Towards Generalizable Deepfake Detection with Locality-aware AutoEncoder
This addresses the challenge of detecting deepfakes that generalize to unseen manipulations, which is crucial for mitigating societal risks from realistic fake media, though it is an incremental advance in method design.
The paper tackles the problem of deepfake detection generalization by proposing a Locality-Aware AutoEncoder (LAE) that learns intrinsic representations from forgery regions, achieving state-of-the-art improvements of 6.52%, 12.03%, and 3.08% in generalization accuracy on three unseen manipulation tasks.

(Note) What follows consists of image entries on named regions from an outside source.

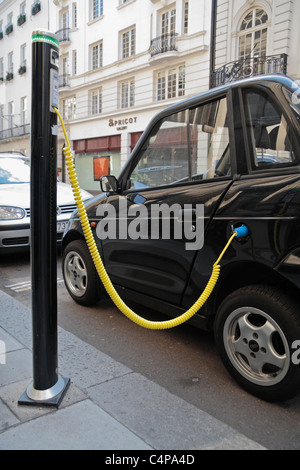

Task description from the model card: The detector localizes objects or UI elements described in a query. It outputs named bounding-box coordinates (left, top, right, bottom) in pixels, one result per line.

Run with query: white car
left=0, top=152, right=93, bottom=253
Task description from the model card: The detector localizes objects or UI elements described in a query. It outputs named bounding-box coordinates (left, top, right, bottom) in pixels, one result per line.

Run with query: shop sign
left=108, top=116, right=137, bottom=130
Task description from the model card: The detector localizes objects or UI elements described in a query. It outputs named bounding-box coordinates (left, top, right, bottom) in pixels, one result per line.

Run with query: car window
left=130, top=98, right=231, bottom=189
left=244, top=90, right=295, bottom=170
left=0, top=157, right=30, bottom=184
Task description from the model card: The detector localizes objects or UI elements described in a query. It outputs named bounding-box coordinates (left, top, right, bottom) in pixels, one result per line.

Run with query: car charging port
left=232, top=224, right=250, bottom=242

With advancements of deep learning techniques, it is now possible to generate super-realistic images and videos, i.e., deepfakes. These deepfakes could reach mass audience and result in adverse impacts on our society. Although lots of efforts have been devoted to detect deepfakes, their performance drops significantly on previously unseen but related manipulations and the detection generalization capability remains a problem. Motivated by the fine-grained nature and spatial locality characteristics of deepfakes, we propose Locality-Aware AutoEncoder (LAE) to bridge the generalization gap. In the training process, we use a pixel-wise mask to regularize local interpretation of LAE to enforce the model to learn intrinsic representation from the forgery region, instead of capturing artifacts in the training set and learning superficial correlations to perform detection. We further propose an active learning framework to select the challenging candidates for labeling, which requires human masks for less than 3% of the training data, dramatically reducing the annotation efforts to regularize interpretations. Experimental results on three deepfake detection tasks indicate that LAE could focus on the forgery regions to make decisions. The analysis further shows that LAE outperforms the state-of-the-arts by 6.52%, 12.03%, and 3.08% respectively on three deepfake detection tasks in terms of generalization accuracy on previously unseen manipulations.